Companies lining up to buy Lernout & Hauspie assets

Fonix Corp., a Salt Lake City-based voice technology company, is planning a US$55 million capital increase, in part to buy assets of its Belgian rival Lernout & Hauspie Speech Products NV (L&H), a Fonix lawyer confirmed Friday. The company is among a growing list of those seeking to obtain the assets of L&H, which was declared bankrupt Wednesday.

Fonix is bidding for L&H’s core speech and language technologies, which include Dragon Systems Inc., a Newton, Massachusetts-based speech technology firm bought by L&H a few months before a fraud scandal inside L&H was exposed in The Wall Street Journal last year.

Fonix is one of several companies lining up to buy parts of L&H, which only 19 months ago was worth almost US$10 billion – a giant in the fledgling speech recognition software business.

Fonix lawyers made an offer to L&H’s general counsel Thomas Denys in New York the day before the commercial court in Lernout’s hometown of Ieper declared the firm insolvent. Fonix offered US$15 million in cash plus 10 per cent of its own shares. The remaining US$40 million of the capital increase is designated for “the consolidation of its business operations,” Fonix’s lawyer Jeffrey M. Jones of the Salt Lake City law firm Durham, Jones & Pinegar said in a letter detailing the offer. The letter did not say where the US$55 million in financing would come from.

Jones confirmed Friday that the offer has been resubmitted to the liquidators put in charge of selling the L&H assets by the Belgian court Wednesday. Fonix declined to comment.

The founders of Dragon Systems, James and Janet Baker are also going to bid on L&H. They sold their company for US$460 million of now worthless L&H stock, and they want their company back, Janet Baker said.

“We are involved in the bidding process,” she said. “It’s not just Dragon either – we are interested in possibly all of the speech and language technologies.”

She expects several other bidders to step forward. “It is not impossible that someone like IBM might bid,” she said.

IBM Corp. has well-developed speech technology operations.

“We are endeavouring to make the winning bid with both strategic and financial partners,” Baker said, without revealing how much she and her husband are offering or the identities of their partners.

SpeechWorks International Inc. of Boston, another L&H competitor, offered just over US$12 million for the bulk of the core speech and language technologies last weekend, said one Lernout employee who requested anonymity.

Two other U.S. companies have expressed an interest in the core of Lernout: Critical Path Inc., based in San Francisco, and Automated Voice Systems Inc. from Yorba Linda, Calif. “These two are interested in all of the core business,” the L&H employee said.

Fonix’s offer stands until Nov. 2. “We understand that this offer may be subject to higher and better offers through the bankruptcy court, and the potential buyer reserves the right to modify this offer if other offers are received,” Jones wrote in the letter.

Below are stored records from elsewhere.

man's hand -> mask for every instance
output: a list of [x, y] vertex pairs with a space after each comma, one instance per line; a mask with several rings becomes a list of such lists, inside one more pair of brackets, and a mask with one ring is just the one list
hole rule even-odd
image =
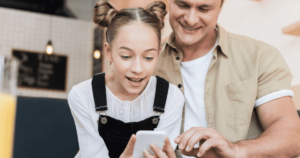
[[[199, 148], [194, 148], [196, 143]], [[235, 157], [238, 147], [214, 129], [193, 127], [175, 139], [182, 154], [195, 157]]]
[[150, 147], [155, 152], [155, 155], [151, 155], [147, 150], [144, 150], [144, 155], [146, 158], [176, 158], [176, 154], [168, 137], [165, 139], [163, 150], [160, 150], [160, 148], [153, 143], [150, 145]]
[[120, 158], [132, 158], [135, 140], [136, 140], [136, 136], [133, 134], [130, 137], [129, 142], [128, 142], [125, 150], [121, 154]]

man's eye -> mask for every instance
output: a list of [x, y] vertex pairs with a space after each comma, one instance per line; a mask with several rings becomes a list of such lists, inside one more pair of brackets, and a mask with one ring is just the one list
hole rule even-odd
[[123, 59], [129, 59], [130, 56], [121, 56]]
[[201, 11], [201, 12], [207, 12], [207, 11], [209, 11], [209, 9], [199, 8], [199, 11]]
[[176, 3], [179, 8], [188, 8], [187, 5]]
[[152, 57], [145, 57], [146, 60], [152, 60]]

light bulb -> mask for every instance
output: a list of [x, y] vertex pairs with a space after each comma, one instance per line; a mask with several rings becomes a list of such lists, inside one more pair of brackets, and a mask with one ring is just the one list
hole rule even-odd
[[47, 54], [49, 54], [49, 55], [53, 53], [53, 48], [52, 48], [51, 45], [48, 45], [48, 46], [47, 46], [46, 52], [47, 52]]
[[46, 53], [49, 55], [53, 53], [53, 47], [51, 41], [48, 42], [48, 45], [46, 47]]
[[94, 51], [94, 58], [95, 58], [95, 59], [99, 59], [100, 57], [101, 57], [100, 51], [99, 51], [99, 50], [95, 50], [95, 51]]

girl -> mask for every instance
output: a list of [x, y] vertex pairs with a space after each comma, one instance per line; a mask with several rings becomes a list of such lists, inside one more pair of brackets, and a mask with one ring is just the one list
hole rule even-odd
[[104, 48], [114, 71], [94, 75], [69, 93], [80, 147], [76, 158], [120, 157], [139, 130], [165, 131], [175, 149], [184, 97], [175, 85], [152, 76], [165, 9], [163, 2], [120, 11], [106, 0], [95, 5], [93, 21], [107, 27]]

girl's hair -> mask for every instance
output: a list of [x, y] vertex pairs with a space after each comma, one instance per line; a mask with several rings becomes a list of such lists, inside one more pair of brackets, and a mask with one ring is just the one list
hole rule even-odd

Jean-Marc Vanstaen, one of the five liquidators appointed Wednesday by the Ieper court, said he has been in contact with SpeechWorks. “I know of the name Fonix, but I cannot say if there have been formal contacts – we have got a great number of faxes,” Vanstaen said.

“Everyone is welcome to bid. Everyone will be informed how we will proceed very soon,” he said. “The aim is to sell the operations as going concerns if it is possible, and I hope it is.”

“If Fonix buys the intellectual property from L&H, their value on the speech recognition marketplace will increase tremendously. It makes them a comprehensive speech company, putting them 2 to 3 years ahead of any U.S.-based competitor,” said David Webb, co-founder and chief executive officer of West Palm Beach, Fla.-based Voicetel Systems Inc., which uses L&H software.

Meanwhile, MedQuist Inc., a Marlton, N.J.-based speech recognition company made the winning bid of US$25 million for L&H’s medical transcription business Monday. A bankruptcy court in Camden, N.J., will decide Friday whether to allow the deal to go through.

MedQuist was confident the deal will still go ahead, according to a statement Thursday, but Vanstaen said he couldn’t confirm if this deal can take place or not. “We are waiting to hear from our U.S. lawyers about that,” he said.

The former chief executive of L&H, Philippe Bodson, is willing to help the liquidators in their task of selling off the company, according to the Lernout employee.

“We will accept Bodson’s help where needed,” Vanstaen said.

L&H began to unravel when a US$100 million cash shortfall was discovered in its South Korean unit midyear last year. An investigation uncovered accounting irregularities throughout the company with sales overstated by US$373 million from 1998 to 2000.

The company’s founders, Jo Lernout and Pol Hauspie, were arrested by Belgian authorities in April of this year, and were among four top executives charged with falsifying accounts and stock manipulation. The cases against the executives are awaiting trial.